To better use topoisomerase- and DNA-targeted drugs, we need to understand the determinants of response to those drugs. In other word, we need to understand at the molecular and pathway levels why cancer cells are in many instances more sensitive to topoisomerase-targeted drugs than normal cells. To reach this goal, we are investigating the mechanisms of damage and repair in several ways: (1) by characterizing the cellular lesions induced by Top1 cleavage complexes in cancer cells (replication-and transcription-mediated DNA double-strand breaks); (2) by elucidating the cellular responses/pathways elicited in response to such lesions (activation of DNA-PK, RPA phosphorylation, activation of histone phosphorylation [gamma-H2AX], transcriptional responses); (3) by analyzing the effects of camptothecins in mammalian cells with known genetic defects (Werner syndrome and cells deficient in PARP, beta-polymerase, XRCC1, etc.); and (4) by investigating the biochemical processing of Top1 and Top2 cleavage complexes in vitro using oligonucleotides and purified repair factors (such as TDP1 and TDP2). To understand how the genetic makeup of human cells influences their cellular response to anticancer agents and the rationale for the selectivity of topoisomerase inhibitors toward cancer cells, we are studying the cell lines from the NCI Anticancer Drug Screen and a set of chicken DT40 cell lines with single or double gene disruptions in selected DNA repair and checkpoint pathways.

The NCI-60 cell line panel is used by the NCI Drug Developmental Therapeutics Program (DTP) to screen for and characterize novel anticancer drugs. The cells lines encompass 9 tissues of origin including breast, central nervous system, colon, lung, prostate and renal cancers as well as leukemia and melanomas.

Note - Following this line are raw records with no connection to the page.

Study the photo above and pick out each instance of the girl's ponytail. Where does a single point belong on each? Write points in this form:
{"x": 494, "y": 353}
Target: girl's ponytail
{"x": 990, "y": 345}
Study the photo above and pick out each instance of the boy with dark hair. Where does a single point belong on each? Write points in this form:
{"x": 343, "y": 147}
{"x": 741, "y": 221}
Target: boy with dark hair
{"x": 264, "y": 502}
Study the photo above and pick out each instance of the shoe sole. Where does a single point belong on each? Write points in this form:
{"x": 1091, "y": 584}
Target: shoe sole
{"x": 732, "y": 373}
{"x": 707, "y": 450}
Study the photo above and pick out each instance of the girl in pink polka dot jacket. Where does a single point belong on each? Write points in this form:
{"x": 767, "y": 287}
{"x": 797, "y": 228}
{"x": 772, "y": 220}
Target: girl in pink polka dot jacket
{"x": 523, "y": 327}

Hundreds of thousands of drugs have been tested over the years and our laboratory maintains a database for approximately 16,000 drugs including the FDA-approved anticancer drugs. Over the years, our laboratory has characterized the genome of these 60 cell lines [by multiple gene expression microarray platforms, spectral karyotypic analyses (SKY), comparative genomic hybridization (aCGH) and microRNA expression microarrays]. In collaboration with the NCI Division of Cancer Treatment and Diagnosis (DCTD) and the Genetics Branch (NCI-CCR), we are currently sequencing all the genes for the entire set of cell lines. This exome sequencing effort will be made publicly available in the near future and will enable large scale system biology studies related to oncogenes, tumor suppressor genes and Pharmacogenomics.

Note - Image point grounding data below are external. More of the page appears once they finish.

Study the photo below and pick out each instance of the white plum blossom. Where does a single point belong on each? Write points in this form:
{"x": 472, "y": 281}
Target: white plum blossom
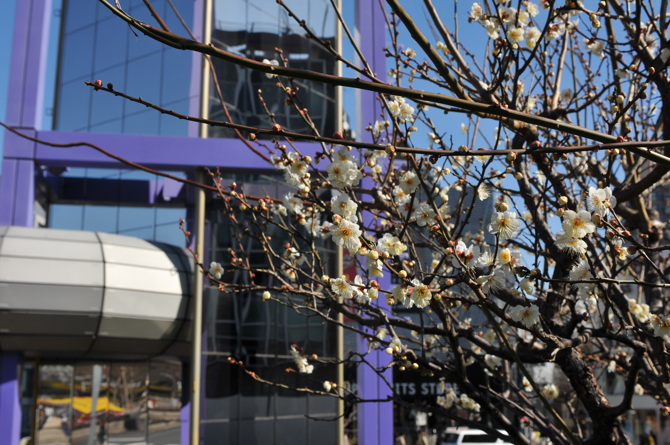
{"x": 468, "y": 403}
{"x": 391, "y": 244}
{"x": 507, "y": 14}
{"x": 400, "y": 294}
{"x": 639, "y": 310}
{"x": 526, "y": 315}
{"x": 532, "y": 35}
{"x": 301, "y": 362}
{"x": 492, "y": 361}
{"x": 292, "y": 203}
{"x": 345, "y": 207}
{"x": 476, "y": 11}
{"x": 347, "y": 234}
{"x": 566, "y": 95}
{"x": 379, "y": 128}
{"x": 394, "y": 347}
{"x": 495, "y": 281}
{"x": 421, "y": 294}
{"x": 424, "y": 214}
{"x": 532, "y": 9}
{"x": 492, "y": 27}
{"x": 601, "y": 200}
{"x": 550, "y": 391}
{"x": 515, "y": 34}
{"x": 399, "y": 108}
{"x": 409, "y": 182}
{"x": 448, "y": 399}
{"x": 661, "y": 326}
{"x": 527, "y": 285}
{"x": 215, "y": 270}
{"x": 272, "y": 62}
{"x": 577, "y": 224}
{"x": 342, "y": 288}
{"x": 574, "y": 245}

Anti-HIV integrase (IN) small molecules are being actively pursued following the FDA approval of raltegravir (RAL; Isentress; MK-0518; Merck & Co.) and the promising activity of several IN inhibitors in clinical trials: elvitegravir, dolutegravir and BMS-707035. These drugs are highly targeted to the IN active site and are often referred to as INSTIs (Integrase Strand Transfer Inhibitors). INSTIs act by binding two metal ions at the interface of the enzyme and the viral DNA, thereby inhibiting integration by blocking the binding of target/chromosomal DNA (see interfacial inhibition paragraph above). As a consequence of the high affinity targeting of IN, point mutations of IN are emerging as a major mechanism of resistance to raltegravir and elvitegravir. We are currently focusing on the characterization of those resistance mutations and developing recombinant IN proteins to test their biochemical properties and molecular pharmacology. We investigate the molecular interactions of drugs with retroviral integrases using recombinant integrases in biochemical assays and by exploring different steps of the integration reaction. Our goals are to discover new antiviral agents, evaluate which steps of the integration reactions are affected by drugs, and determine the drug binding site in the HIV-1 integrase-DNA complex.

This page was last updated on 8/15/2012.